Secondary Analysis and Historical Research

Secondary Analysis and Historical Research

Secondary Analysis and Historical Research

Secondary Analysis and Historical Research Assignment
Secondary Analysis and Historical Research Assignment

Our reading assignment for our class this week will involve:

Chapter 16 – Internet, Secondary Analysis and Historical Research

Chapter 17 – Intervention

Your class participation is the basis for grading of this requirement. Please note that I am actively going through everyone’s phrase three written assignments. Thank you for your continued diligence in our course.

Under chapter 16 this week, we will explore topics such as incorporating the internet for your research, revisiting participant testing as well as interviewing. Ethical concerns, historical research, and its appraisal.

In review of chapter 17, intervention in research will be explained. As per our text, not all research involves an intervention. Frequently, interventions are seen within improvement projects frequently completed in DNP programs. At this phase of research, the principle investigator interacts with their research team. Documentation stems from the methodology section.

Investigating the internet in research, please know and understand the following.

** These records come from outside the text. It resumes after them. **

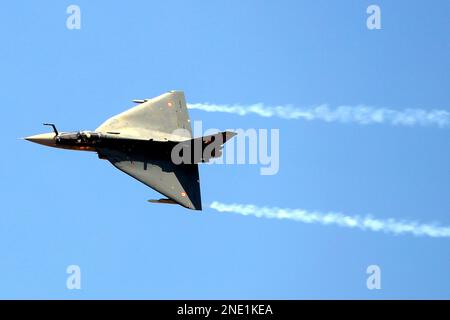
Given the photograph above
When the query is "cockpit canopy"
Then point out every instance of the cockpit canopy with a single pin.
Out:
(78, 136)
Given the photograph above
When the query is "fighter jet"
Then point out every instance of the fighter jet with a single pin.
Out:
(151, 142)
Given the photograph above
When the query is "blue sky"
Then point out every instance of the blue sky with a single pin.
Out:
(61, 208)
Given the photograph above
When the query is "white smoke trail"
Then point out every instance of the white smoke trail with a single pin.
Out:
(332, 218)
(344, 114)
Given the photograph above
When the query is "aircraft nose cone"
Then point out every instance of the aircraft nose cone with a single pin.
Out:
(47, 139)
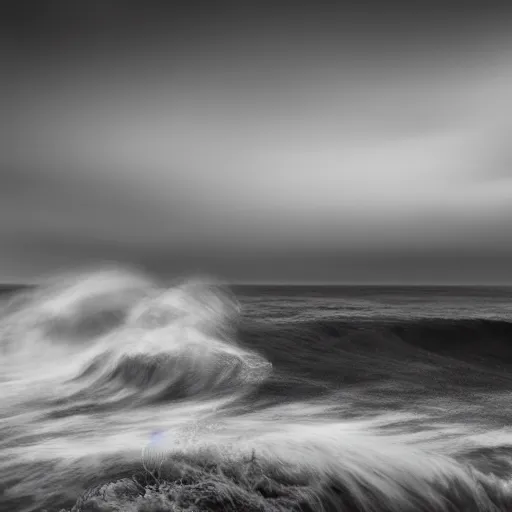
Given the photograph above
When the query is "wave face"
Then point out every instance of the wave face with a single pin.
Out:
(116, 389)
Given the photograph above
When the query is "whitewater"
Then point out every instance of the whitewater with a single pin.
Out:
(120, 392)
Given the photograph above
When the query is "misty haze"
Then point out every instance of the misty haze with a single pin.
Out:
(255, 258)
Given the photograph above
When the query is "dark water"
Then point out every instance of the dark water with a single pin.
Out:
(255, 398)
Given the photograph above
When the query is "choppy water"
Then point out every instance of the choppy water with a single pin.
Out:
(300, 398)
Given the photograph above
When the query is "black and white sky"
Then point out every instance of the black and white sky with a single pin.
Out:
(362, 142)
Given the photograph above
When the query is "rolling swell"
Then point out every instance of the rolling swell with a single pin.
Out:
(120, 357)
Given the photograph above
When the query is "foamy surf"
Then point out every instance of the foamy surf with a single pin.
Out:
(106, 374)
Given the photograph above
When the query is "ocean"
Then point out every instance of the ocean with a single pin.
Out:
(121, 392)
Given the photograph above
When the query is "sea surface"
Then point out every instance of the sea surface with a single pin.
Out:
(118, 388)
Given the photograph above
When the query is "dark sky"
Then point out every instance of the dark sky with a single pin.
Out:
(367, 142)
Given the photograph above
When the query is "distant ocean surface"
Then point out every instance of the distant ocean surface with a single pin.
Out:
(119, 391)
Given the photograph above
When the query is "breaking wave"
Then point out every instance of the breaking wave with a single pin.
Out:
(106, 370)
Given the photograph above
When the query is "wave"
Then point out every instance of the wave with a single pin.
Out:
(364, 415)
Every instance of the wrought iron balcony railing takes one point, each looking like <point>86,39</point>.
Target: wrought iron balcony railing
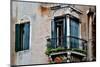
<point>66,43</point>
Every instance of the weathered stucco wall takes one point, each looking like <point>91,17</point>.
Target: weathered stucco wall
<point>40,22</point>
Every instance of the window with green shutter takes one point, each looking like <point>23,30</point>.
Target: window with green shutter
<point>22,36</point>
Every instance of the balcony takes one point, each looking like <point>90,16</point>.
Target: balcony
<point>74,46</point>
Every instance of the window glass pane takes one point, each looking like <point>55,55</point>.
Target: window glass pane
<point>74,31</point>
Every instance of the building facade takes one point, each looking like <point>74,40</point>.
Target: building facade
<point>43,33</point>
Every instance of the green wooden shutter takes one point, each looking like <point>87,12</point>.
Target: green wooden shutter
<point>17,38</point>
<point>53,34</point>
<point>64,33</point>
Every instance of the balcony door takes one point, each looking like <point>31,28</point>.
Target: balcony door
<point>58,29</point>
<point>74,33</point>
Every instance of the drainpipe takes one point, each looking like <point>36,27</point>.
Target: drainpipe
<point>89,47</point>
<point>68,38</point>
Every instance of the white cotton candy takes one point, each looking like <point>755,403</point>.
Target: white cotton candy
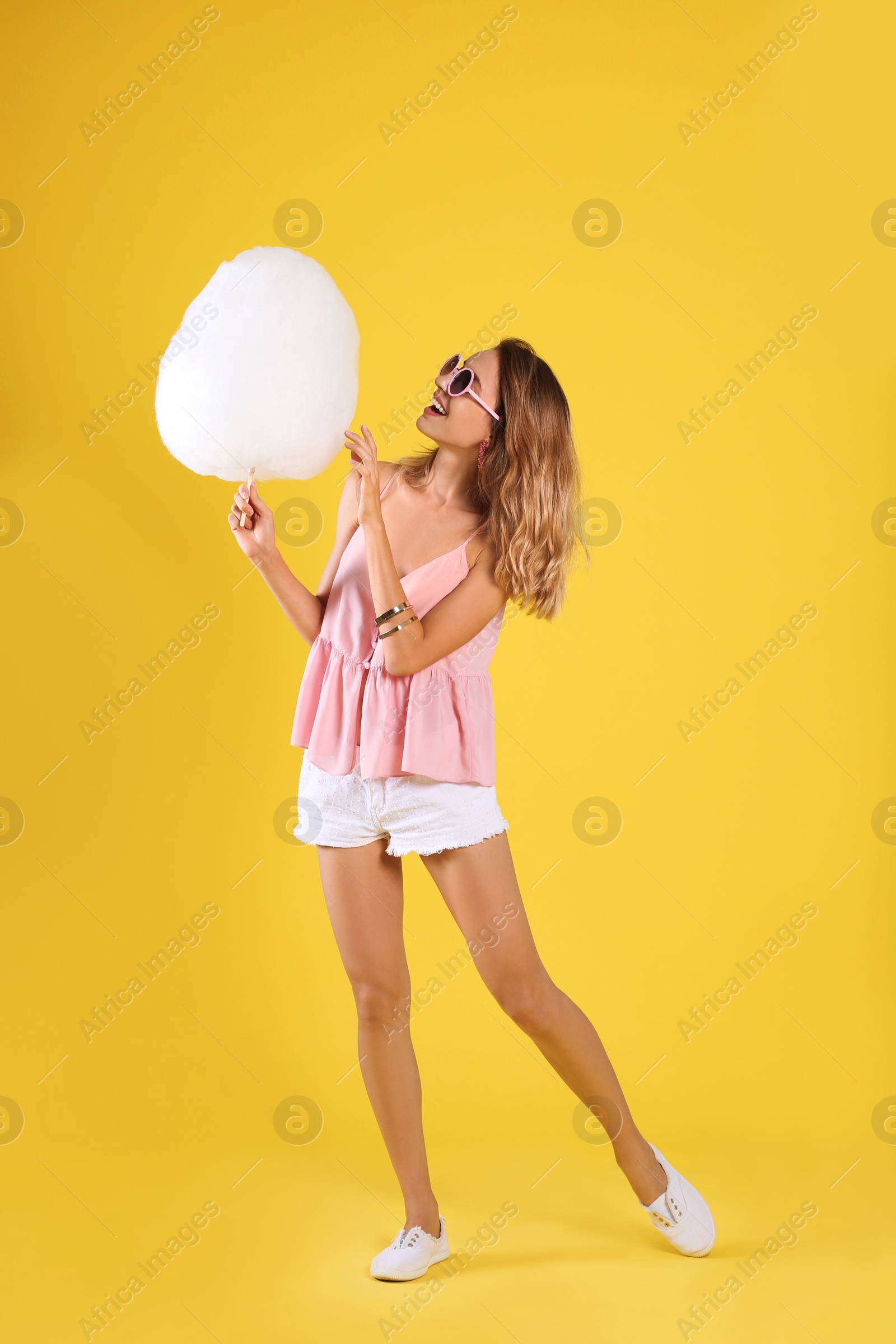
<point>262,371</point>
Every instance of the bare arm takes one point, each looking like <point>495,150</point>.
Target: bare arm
<point>258,542</point>
<point>453,622</point>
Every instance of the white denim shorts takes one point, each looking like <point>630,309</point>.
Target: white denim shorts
<point>417,814</point>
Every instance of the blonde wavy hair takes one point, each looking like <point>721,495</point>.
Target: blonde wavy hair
<point>530,483</point>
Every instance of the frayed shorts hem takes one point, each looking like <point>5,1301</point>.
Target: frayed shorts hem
<point>416,814</point>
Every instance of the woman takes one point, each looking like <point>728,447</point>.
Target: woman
<point>395,717</point>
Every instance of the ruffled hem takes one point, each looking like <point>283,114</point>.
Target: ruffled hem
<point>438,722</point>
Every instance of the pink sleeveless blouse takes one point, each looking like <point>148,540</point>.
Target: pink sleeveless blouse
<point>438,722</point>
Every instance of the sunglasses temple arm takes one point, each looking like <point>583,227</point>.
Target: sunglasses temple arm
<point>493,414</point>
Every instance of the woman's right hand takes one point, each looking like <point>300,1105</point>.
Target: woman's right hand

Internet-based research method refers to any research method that uses the Internet to collectdata. Most commonly, the Web has been used as the means for conducting the study, but e-mail has been used as well. The use of e-mail to collect data dates back to the 1980s while the first uses of the Web to collect data started in the mid-1990s. Whereas e-mail is principally limited to survey and questionnaire methodology, the Web, with its ability to use media, has the ability to execute full experiments and implement a wide variety of research methods. The use of the Internet offers new opportunities for access to participants allowing for larger and more diverse samples.

Reference

Salkind, N. J. (2010).Encyclopedia of research design(Vols. 1-0). Thousand Oaks, CA: SAGE Publications, Inc. doi: 10.4135/9781412961288

Secondary analysisis the re-analysisof either qualitative or quantitative data already collected in a previous study, by a different researcher normally wishing to address a new research question.

Reference

Tate, J. A., Happ, M. B. (2018). Qualitative secondary analysis: A case exemplar. Journal of Pediatric Health Care. Volume 32, Issue 3, p. 308-312.

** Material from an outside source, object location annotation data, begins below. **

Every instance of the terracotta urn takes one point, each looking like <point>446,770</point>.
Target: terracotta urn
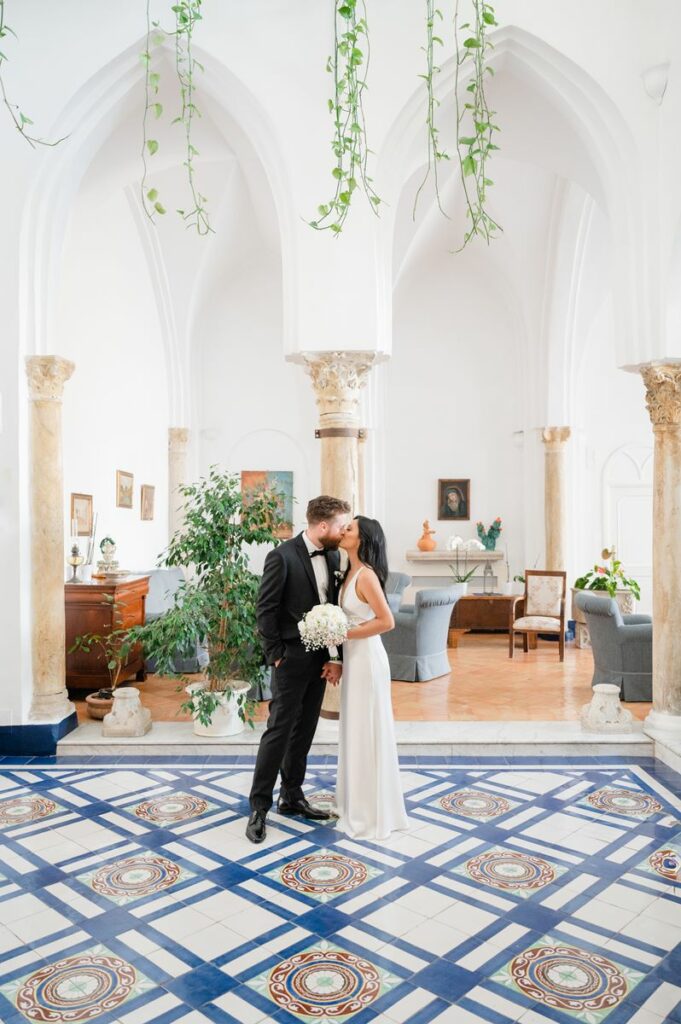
<point>426,542</point>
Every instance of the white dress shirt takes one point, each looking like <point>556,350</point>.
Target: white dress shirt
<point>321,570</point>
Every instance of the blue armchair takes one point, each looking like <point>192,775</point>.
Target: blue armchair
<point>622,646</point>
<point>395,586</point>
<point>417,646</point>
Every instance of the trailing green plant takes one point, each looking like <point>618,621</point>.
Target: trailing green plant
<point>187,13</point>
<point>349,66</point>
<point>435,154</point>
<point>475,125</point>
<point>216,606</point>
<point>23,122</point>
<point>609,578</point>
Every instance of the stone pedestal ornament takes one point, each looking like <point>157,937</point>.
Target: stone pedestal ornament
<point>663,392</point>
<point>555,505</point>
<point>127,717</point>
<point>604,713</point>
<point>338,379</point>
<point>47,375</point>
<point>178,439</point>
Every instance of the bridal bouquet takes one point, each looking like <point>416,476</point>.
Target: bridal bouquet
<point>324,626</point>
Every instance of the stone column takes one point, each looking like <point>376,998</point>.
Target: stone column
<point>663,386</point>
<point>338,379</point>
<point>178,438</point>
<point>47,375</point>
<point>555,499</point>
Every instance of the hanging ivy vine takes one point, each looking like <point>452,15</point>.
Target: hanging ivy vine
<point>187,13</point>
<point>435,154</point>
<point>23,123</point>
<point>349,66</point>
<point>475,126</point>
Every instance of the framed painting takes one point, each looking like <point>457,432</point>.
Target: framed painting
<point>124,483</point>
<point>81,515</point>
<point>146,496</point>
<point>454,500</point>
<point>282,482</point>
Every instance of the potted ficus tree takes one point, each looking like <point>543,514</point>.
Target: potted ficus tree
<point>215,606</point>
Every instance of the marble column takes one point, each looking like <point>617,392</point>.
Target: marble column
<point>178,439</point>
<point>338,379</point>
<point>555,497</point>
<point>47,375</point>
<point>663,387</point>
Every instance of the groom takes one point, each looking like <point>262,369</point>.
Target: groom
<point>298,574</point>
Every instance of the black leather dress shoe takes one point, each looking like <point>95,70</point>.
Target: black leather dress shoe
<point>302,808</point>
<point>255,829</point>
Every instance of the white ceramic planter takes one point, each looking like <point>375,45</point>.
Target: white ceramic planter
<point>225,720</point>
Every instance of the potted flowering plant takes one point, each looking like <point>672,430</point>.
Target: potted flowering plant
<point>605,581</point>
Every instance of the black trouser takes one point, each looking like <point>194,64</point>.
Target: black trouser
<point>294,712</point>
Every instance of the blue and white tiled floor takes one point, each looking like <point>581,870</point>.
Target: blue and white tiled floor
<point>525,891</point>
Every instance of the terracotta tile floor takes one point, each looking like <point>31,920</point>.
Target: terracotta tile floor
<point>484,685</point>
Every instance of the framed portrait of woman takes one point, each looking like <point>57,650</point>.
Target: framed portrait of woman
<point>454,500</point>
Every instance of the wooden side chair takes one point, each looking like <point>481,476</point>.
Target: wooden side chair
<point>542,609</point>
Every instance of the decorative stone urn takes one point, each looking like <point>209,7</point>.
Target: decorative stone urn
<point>604,713</point>
<point>128,717</point>
<point>626,603</point>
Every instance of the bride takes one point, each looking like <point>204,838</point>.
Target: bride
<point>369,796</point>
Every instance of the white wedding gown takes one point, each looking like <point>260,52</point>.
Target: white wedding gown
<point>369,796</point>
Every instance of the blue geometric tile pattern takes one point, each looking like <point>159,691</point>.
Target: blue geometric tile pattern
<point>524,890</point>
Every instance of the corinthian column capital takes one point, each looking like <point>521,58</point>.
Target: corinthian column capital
<point>338,378</point>
<point>663,392</point>
<point>555,437</point>
<point>47,375</point>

Historical inquiry proceeds with the formulation of a problem or set of questions worth pursuing. In the most direct approach, students might be encouraged to analyze a document, record, or site itself. Who produced it, when, how, and why? What is the evidence of its authenticity, authority, and credibility? What does it tell them of the point of view, background, and interests of its author or creator? What else must they discover in order to construct a useful story, explanation, or narrative of the event of which this document or artifact is a part? What interpretation can they derive from their data, and what argument can they support in the historical narrative they create from the data?

Reference

ORDER NOW FOR AN ORIGINAL PAPER ASSIGNMENT: Secondary Analysis and Historical Research Assignment

You must proofread your paper. But do not strictly rely on your computer’s spell-checker and grammar-checker; failure to do so indicates a lack of effort on your part and you can expect your grade to suffer accordingly. Papers with numerous misspelled words and grammatical mistakes will be penalized. Read over your paper – in silence and then aloud – before handing it in and make corrections as necessary. Often it is advantageous to have a friend proofread your paper for obvious errors. Handwritten corrections are preferable to uncorrected mistakes.

Use a standard 10 to 12 point (10 to 12 characters per inch) typeface. Smaller or compressed type and papers with small margins or single-spacing are hard to read. It is better to let your essay run over the recommended number of pages than to try to compress it into fewer pages.

Likewise, large type, large margins, large indentations, triple-spacing, increased leading (space between lines), increased kerning (space between letters), and any other such attempts at “padding” to increase the length of a paper are unacceptable, wasteful of trees, and will not fool your professor.

The paper must be neatly formatted, double-spaced with a one-inch margin on the top, bottom, and sides of each page. When submitting hard copy, be sure to use white paper and print out using dark ink. If it is hard to read your essay, it will also be hard to follow your argument.